Une historiographie lacunaire

La protection des cultures, élément capital de l’intensification agricole

Dès la fin du dix-neuvième siècle, les rendements des productions végétales s’accroissent considérablement. Le cas des céréales est particulièrement spectaculaire et le blé tendre constitue un exemple de choix puisque « pour 12,1 quintaux par hectare sur la période 1891-1900 et 15,5 quintaux sur 1931-1940, on passe à 22,1 quintaux sur 1951-1960, puis 31,9 ; 44,9 et 58,6 quintaux au cours des décennies suivantes »1. Cette augmentation quantitative résulte d’une évolution générale des moyens, utilisés par les praticiens, parmi lesquels nous pouvons citer les engrais, l’amélioration variétale ou la mécanisation. Au sein de ce cortège d’innovations techniques et de leurs applications, la lutte contre les déprédateurs tient une place, considérée par les scientifiques et le pouvoir politique, comme déterminante dans cette hausse des rendements. Certaines expériences permettent de démontrer la justesse de cette vision. C’est ainsi que, dans une note présentée en 1887 à l’Académie des sciences, Aimé Girard, chimiste et homme de terrain, souligne que des champs de betteraves également soumis aux engrais fournissent une récolte équivalente à 6,7 tonnes en l’absence de traitement contre 48 tonnes lorsque le principal ravageur présent se trouve éliminé2. L’élimination des ennemis des cultures demeure un souci permanent pour tous ceux qui jouent un rôle dans la production nationale au cours du vingtième siècle. Dans l’Entre-deux-guerres le ministre radical-socialiste Henri Queuille résume parfaitement cette préoccupation lorsqu’il affirme que « l’augmentation de la production agricole est liée intimement à la défense contre les parasites des plantes cultivées qui commettent chaque année des dommages considérables à l’agriculture »3.
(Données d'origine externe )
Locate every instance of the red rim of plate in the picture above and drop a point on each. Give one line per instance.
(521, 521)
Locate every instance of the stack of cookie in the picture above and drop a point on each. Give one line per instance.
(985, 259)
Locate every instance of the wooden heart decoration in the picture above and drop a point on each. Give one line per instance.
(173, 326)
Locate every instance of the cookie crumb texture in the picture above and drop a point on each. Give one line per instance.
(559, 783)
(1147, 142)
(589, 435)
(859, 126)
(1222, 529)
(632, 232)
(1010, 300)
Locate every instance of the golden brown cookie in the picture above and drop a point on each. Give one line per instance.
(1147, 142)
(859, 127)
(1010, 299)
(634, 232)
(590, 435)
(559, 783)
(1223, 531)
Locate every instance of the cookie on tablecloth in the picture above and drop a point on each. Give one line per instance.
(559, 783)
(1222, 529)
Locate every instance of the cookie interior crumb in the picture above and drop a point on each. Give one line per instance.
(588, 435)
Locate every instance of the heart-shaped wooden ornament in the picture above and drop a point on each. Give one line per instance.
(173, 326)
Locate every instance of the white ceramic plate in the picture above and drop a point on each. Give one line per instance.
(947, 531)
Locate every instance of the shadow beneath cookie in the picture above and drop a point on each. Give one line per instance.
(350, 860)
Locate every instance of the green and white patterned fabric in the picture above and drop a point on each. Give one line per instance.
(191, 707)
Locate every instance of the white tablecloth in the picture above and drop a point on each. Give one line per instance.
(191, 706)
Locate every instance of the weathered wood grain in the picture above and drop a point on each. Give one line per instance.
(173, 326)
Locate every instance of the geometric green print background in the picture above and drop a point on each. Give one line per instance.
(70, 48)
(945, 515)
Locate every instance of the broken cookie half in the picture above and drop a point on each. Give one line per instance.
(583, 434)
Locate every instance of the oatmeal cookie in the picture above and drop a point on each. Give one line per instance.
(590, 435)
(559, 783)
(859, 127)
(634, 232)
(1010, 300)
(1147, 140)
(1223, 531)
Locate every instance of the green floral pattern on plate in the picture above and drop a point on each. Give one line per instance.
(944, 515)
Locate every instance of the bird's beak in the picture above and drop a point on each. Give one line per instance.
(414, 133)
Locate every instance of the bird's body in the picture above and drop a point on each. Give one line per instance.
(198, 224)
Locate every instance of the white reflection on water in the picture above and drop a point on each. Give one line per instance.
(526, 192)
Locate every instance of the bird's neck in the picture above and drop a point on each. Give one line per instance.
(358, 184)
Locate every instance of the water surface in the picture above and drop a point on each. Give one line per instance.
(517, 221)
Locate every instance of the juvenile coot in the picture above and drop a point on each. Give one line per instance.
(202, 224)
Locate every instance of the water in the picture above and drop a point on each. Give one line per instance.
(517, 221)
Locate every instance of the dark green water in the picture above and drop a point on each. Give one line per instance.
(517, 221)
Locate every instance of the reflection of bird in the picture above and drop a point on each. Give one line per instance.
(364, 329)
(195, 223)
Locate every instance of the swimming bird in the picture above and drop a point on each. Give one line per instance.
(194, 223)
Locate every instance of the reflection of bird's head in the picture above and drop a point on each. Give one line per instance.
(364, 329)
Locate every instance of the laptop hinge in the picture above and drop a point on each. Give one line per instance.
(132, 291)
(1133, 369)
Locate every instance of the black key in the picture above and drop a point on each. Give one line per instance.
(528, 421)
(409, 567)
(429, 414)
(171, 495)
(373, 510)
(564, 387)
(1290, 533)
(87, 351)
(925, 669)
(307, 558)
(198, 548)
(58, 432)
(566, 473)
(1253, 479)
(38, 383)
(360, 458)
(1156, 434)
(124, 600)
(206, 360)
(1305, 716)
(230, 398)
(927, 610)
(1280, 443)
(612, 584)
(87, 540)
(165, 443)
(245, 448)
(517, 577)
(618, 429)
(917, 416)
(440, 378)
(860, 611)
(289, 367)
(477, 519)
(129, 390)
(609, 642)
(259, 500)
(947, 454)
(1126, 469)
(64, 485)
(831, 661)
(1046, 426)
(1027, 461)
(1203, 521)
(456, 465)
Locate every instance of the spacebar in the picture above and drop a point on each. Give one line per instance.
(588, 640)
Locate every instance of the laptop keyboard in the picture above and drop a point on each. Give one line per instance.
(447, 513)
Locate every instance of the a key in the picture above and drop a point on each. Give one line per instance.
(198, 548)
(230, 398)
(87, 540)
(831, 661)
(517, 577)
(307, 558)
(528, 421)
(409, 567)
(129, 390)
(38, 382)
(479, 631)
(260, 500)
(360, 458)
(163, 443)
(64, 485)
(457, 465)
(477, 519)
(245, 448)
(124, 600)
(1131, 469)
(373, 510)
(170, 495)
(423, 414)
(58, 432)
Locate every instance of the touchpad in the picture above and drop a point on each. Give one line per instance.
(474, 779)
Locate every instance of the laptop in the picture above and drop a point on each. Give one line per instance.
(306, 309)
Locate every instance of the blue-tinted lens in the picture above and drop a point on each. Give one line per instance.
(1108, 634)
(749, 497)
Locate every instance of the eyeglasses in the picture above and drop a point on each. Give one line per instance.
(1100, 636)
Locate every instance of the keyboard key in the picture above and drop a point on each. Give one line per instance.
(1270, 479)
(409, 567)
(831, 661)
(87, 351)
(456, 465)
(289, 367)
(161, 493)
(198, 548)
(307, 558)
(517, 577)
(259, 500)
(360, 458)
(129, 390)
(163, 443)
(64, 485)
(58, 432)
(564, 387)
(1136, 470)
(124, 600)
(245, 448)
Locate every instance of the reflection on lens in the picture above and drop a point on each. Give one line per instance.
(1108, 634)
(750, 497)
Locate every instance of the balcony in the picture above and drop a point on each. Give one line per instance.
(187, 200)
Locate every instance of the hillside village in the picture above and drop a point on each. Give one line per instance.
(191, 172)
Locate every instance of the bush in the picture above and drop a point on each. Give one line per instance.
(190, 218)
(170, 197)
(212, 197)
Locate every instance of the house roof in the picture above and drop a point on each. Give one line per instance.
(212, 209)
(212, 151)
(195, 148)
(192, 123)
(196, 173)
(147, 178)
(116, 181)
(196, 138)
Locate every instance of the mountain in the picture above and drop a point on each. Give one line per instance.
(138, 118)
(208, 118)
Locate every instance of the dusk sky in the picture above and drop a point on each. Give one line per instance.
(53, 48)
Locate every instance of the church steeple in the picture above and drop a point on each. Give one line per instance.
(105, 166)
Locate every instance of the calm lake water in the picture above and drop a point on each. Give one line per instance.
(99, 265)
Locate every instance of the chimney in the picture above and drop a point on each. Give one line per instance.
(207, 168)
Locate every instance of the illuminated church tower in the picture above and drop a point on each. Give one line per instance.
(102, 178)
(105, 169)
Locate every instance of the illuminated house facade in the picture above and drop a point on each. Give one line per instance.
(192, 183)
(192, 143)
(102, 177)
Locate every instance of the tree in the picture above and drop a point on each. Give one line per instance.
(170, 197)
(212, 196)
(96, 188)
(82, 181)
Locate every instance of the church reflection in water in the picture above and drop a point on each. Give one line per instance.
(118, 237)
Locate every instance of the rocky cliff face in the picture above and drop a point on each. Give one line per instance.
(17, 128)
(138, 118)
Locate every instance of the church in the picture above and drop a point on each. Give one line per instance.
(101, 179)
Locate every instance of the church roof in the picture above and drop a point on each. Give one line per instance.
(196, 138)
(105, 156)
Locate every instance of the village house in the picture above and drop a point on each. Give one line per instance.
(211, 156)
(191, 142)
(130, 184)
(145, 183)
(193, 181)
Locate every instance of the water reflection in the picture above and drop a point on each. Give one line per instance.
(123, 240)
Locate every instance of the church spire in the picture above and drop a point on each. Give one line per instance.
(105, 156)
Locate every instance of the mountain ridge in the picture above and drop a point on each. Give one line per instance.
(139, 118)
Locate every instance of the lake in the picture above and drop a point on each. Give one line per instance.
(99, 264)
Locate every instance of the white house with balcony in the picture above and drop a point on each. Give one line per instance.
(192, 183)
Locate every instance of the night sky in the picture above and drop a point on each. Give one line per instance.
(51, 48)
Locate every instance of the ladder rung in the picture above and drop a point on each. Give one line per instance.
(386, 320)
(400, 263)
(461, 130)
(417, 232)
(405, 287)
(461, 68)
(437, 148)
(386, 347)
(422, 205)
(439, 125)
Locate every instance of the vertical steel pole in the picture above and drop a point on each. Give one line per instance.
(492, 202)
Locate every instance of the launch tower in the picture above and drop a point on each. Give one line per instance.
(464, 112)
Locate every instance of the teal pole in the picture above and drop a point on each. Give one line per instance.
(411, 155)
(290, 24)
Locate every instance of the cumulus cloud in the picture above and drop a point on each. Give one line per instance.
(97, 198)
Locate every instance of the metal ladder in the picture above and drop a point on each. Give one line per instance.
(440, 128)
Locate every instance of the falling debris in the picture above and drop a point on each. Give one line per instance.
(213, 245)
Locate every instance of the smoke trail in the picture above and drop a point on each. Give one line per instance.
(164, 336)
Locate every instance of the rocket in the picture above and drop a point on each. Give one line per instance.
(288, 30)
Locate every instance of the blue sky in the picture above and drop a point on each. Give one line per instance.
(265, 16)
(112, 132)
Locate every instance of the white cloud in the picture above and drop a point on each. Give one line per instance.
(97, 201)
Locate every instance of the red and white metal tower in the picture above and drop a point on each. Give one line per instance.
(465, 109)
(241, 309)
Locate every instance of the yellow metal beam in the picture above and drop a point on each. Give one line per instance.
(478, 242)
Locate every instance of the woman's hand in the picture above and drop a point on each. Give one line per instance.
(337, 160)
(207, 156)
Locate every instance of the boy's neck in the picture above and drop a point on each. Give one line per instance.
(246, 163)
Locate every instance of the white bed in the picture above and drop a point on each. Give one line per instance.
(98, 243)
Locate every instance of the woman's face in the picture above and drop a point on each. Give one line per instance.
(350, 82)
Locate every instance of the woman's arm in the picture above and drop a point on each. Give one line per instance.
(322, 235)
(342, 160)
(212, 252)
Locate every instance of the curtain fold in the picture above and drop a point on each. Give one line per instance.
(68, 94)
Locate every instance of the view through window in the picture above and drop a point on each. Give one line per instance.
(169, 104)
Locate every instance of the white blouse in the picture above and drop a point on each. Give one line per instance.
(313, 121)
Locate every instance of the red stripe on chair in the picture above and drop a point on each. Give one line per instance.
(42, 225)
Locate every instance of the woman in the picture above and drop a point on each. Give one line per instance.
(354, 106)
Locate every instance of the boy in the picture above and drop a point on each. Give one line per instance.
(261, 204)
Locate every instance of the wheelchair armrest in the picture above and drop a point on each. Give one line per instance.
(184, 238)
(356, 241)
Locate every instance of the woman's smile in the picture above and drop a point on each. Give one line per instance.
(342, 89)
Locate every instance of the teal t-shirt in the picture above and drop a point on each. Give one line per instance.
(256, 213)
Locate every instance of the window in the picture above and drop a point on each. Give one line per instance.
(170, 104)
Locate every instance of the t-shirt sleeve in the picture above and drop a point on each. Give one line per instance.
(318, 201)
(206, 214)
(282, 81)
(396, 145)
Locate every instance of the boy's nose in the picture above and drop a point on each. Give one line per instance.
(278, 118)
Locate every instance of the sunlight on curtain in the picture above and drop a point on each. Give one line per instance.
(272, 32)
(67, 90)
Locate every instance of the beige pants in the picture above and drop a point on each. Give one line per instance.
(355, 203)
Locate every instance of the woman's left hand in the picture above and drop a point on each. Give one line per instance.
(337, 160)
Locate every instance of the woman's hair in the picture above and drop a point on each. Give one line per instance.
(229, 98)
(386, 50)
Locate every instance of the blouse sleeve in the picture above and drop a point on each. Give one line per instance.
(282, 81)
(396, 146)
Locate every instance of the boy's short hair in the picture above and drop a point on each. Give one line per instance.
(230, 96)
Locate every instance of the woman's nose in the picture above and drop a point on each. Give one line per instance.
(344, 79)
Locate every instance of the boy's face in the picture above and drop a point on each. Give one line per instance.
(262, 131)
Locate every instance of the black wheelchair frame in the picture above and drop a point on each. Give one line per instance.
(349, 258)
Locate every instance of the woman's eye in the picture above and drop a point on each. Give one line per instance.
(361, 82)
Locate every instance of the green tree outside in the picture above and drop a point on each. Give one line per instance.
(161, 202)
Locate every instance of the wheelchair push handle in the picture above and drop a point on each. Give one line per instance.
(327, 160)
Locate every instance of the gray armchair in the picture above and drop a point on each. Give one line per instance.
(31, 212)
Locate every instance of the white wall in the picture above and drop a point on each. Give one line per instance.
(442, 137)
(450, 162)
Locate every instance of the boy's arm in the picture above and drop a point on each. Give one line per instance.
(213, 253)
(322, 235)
Néanmoins, et malgré les gains de production colossaux engendrés par la protection des végétaux cultivés, il demeure souvent difficile de connaître l’ampleur des déprédations commises régulièrement. En 1967, la préface d’un ouvrage de référence, publié par l’entreprise Bayer, intitulé La protection des plantes et les récoltes dans le monde 4, signale l’impossibilité d’évaluer précisément les pertes pour chacune des 60 plantes principales cultivées sur la terre « par suite du manque de sources d’information »5. Dans la majorité des études consacrées aux conséquences économiques, la plupart des chiffres énoncés traduisent des estimations, considérées, avec juste raison, comme temporaires et approximatives6.

Notes
1.

Christian BAIN, Jean-Louis BERNARD, André FOUGEROUX, Protection des cultures et travail des hommes, Paris Le Carrousel, 1995, 263 p. [Citation p. 159].

2.

Aimé GIRARD, « Sur la destruction des nématodes de la betterave », dans Compte-rendu hebdomadaire des séances de l’Académie des sciences, tome 104, 1887, pp. 585-587.

3.

M.R.H.Q., Archives non classées, Henri QUEUILLE, discours à l’Académie d’agriculture, 1928.

4.

Ce travail considéré comme la principale source d’information sur les pertes dues aux déprédations à cette époque, et parfois cité à l’extrême fin du vingtième siècle, semble cependant absent, d’après les recherches que nous avons effectuées à l’aide des bases de données informatiques, des bibliothèques universitaires françaises.

5.

H.H. CRAMER, La protection des plantes et les récoltes dans le monde, Bayer, 1967, 518 p.

6.

Au cours de notre étude, en fonction des dégâts engendrés par les hôtes indésirables que nous évoquons, nous avancerons des chiffres traduisant des réalités particulières, plus aisées à cerner, qui permettent par conséquent de justifier l’intérêt, pour les producteurs mais aussi pour les consommateurs, d’une protection efficace des végétaux cultivés.